The committee in its preliminary report on the allegations of human rights abuse in the North-east also alleged that some senior officials were liaising with leaders of the insurgents.
The report, a copy which was obtained by Blueprint in Abuja on Wednesday, was jointly carried out by the committee and the House of Representatives Committee on Human Rights.
The Senior Programme Officer of the Mahatma Gandhi Peace Foundation Nepal, which coordinated the report, Rev Solomon Semaka, expressed shock over the involvement of some of the NGOs in the provision of logistics to the insurgents.
“One of my lowest points and greatest shocker as a development worker myself, whose interest in the committee is to protect NGOs, was when a medical doctor and staff member of Action Against Hunger, one of the NGOs working in the North-east region, confessed before the committee that truly, they offer random treatment and provide food to wounded insurgents.
“However, under cross examination, he admitted that was not the major purpose in the North-east. ‘Sometimes, we offer the insurgents medical assistance because we also want to protect ourselves and at other times, you never can tell whether one is a terrorist or a victim so you just have to treat them’.”
The chairman of the committee, Dr Isaac Dikko, said the report had been submitted to the Senate and House of Representatives’ leadership, Presidency and the United Nations.
He said: “Ladies and gentlemen, this fact finding committee became imperative, given that both the Nigerian military authorities and the non-governmental organisations were demoralised following various allegations against each other’’.
The committee, however, recommended that the National Assembly leadership should summit that the reports emanating especially from foreign organisations do not represent the true situation of affairs in the North-east.

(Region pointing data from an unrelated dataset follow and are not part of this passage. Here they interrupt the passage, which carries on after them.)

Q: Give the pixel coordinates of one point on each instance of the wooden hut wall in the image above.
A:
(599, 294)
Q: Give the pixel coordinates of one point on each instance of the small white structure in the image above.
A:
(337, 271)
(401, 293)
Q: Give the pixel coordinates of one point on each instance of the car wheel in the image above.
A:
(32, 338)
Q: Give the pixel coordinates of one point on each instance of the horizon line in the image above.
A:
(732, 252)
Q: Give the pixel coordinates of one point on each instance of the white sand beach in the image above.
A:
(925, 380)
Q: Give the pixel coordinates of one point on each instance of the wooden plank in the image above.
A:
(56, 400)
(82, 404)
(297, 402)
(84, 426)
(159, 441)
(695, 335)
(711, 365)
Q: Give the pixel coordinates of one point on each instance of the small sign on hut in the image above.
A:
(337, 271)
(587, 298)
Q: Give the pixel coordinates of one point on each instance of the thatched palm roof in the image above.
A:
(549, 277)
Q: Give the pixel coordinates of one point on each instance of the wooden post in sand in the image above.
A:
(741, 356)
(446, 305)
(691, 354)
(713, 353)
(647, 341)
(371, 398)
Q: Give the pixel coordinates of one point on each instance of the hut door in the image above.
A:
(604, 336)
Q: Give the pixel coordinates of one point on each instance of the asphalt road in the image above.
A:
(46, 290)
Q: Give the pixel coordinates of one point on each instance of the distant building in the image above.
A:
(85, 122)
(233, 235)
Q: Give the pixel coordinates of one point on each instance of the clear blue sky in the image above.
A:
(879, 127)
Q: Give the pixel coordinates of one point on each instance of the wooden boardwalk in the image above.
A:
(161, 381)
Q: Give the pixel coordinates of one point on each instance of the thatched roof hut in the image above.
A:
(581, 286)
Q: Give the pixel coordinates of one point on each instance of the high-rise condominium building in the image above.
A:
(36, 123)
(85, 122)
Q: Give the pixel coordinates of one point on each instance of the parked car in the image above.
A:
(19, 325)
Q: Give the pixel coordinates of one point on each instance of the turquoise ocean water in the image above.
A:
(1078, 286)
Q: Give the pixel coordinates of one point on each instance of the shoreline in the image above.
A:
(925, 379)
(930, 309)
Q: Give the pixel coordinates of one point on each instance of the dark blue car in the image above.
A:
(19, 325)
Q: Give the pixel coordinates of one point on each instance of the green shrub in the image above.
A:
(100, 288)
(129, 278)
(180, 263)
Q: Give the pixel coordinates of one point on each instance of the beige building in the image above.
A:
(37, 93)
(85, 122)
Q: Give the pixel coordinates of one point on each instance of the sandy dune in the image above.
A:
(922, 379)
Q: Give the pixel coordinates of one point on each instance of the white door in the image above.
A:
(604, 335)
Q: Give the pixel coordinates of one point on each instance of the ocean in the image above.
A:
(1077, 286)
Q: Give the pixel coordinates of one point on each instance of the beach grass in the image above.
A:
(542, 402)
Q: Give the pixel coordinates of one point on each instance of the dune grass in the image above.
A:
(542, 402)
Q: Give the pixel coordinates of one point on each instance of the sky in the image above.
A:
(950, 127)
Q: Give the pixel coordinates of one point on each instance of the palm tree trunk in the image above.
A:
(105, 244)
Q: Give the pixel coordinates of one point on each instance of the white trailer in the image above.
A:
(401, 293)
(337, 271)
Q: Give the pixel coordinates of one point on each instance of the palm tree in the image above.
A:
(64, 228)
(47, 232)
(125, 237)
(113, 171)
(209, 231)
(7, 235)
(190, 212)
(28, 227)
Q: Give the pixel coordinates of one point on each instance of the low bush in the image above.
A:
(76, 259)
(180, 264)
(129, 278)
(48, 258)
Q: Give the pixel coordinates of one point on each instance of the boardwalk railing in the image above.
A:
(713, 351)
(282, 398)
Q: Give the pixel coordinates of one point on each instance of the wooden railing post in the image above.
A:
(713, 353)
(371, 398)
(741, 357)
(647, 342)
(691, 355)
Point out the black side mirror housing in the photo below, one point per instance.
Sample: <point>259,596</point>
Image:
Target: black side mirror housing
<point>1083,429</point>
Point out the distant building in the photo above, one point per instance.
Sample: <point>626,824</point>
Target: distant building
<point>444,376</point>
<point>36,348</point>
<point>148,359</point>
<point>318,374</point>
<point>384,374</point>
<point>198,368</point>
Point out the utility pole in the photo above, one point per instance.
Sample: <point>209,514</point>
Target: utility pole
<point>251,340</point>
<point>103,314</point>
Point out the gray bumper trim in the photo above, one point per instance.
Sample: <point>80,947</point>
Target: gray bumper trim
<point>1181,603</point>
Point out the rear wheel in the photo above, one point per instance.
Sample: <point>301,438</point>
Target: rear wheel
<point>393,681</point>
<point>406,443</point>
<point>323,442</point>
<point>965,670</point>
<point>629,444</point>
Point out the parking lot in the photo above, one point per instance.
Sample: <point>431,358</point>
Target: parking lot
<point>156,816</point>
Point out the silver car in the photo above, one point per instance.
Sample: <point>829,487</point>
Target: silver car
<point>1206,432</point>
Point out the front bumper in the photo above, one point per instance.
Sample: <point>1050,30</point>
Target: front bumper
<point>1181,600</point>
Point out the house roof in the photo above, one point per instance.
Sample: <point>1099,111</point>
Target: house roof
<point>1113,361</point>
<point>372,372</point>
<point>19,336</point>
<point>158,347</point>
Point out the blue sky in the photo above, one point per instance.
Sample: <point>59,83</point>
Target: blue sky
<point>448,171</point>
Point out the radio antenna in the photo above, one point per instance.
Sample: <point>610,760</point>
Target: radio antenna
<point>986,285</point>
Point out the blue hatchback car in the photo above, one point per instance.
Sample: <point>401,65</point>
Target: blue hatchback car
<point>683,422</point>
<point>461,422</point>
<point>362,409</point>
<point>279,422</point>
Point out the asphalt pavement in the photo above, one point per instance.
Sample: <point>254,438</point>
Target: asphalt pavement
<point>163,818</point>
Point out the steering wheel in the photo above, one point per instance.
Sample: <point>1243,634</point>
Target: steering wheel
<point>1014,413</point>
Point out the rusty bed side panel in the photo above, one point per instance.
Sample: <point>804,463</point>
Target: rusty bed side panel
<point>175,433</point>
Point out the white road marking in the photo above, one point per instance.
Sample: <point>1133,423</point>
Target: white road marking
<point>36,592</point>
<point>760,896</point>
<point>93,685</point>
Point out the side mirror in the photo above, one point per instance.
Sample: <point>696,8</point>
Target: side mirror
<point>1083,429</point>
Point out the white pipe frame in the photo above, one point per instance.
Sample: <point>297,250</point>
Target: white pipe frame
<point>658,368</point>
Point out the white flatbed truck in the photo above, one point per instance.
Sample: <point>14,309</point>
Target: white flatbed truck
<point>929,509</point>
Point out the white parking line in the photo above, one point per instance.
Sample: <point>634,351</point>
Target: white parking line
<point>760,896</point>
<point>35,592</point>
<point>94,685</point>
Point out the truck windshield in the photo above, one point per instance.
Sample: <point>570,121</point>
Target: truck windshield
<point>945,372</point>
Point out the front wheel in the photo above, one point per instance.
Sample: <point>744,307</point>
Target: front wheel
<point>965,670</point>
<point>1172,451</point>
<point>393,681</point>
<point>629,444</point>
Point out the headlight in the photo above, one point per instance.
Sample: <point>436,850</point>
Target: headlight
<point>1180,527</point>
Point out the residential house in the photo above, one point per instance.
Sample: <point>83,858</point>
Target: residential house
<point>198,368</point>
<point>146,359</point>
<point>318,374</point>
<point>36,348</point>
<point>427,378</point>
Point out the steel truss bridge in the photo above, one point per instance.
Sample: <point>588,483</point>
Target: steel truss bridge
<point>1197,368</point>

“That the National Assembly leadership summit that issues of human rights abuse are subjective, and that the Nigerian military authorities particularly the Nigerian Army have demonstrated adequate will to recognise international standards on human rights; with reference to creation of a special desk on human rights in the Nigerian Army.
“That the National Assembly leadership legalise the auditing of non-governmental organisations by security agencies.
“That the National Assembly leadership should invite Action Against Hunger and Amnesty International with a view to answering why they should not be banned from operating within the Nigerian territory,’’ the report said.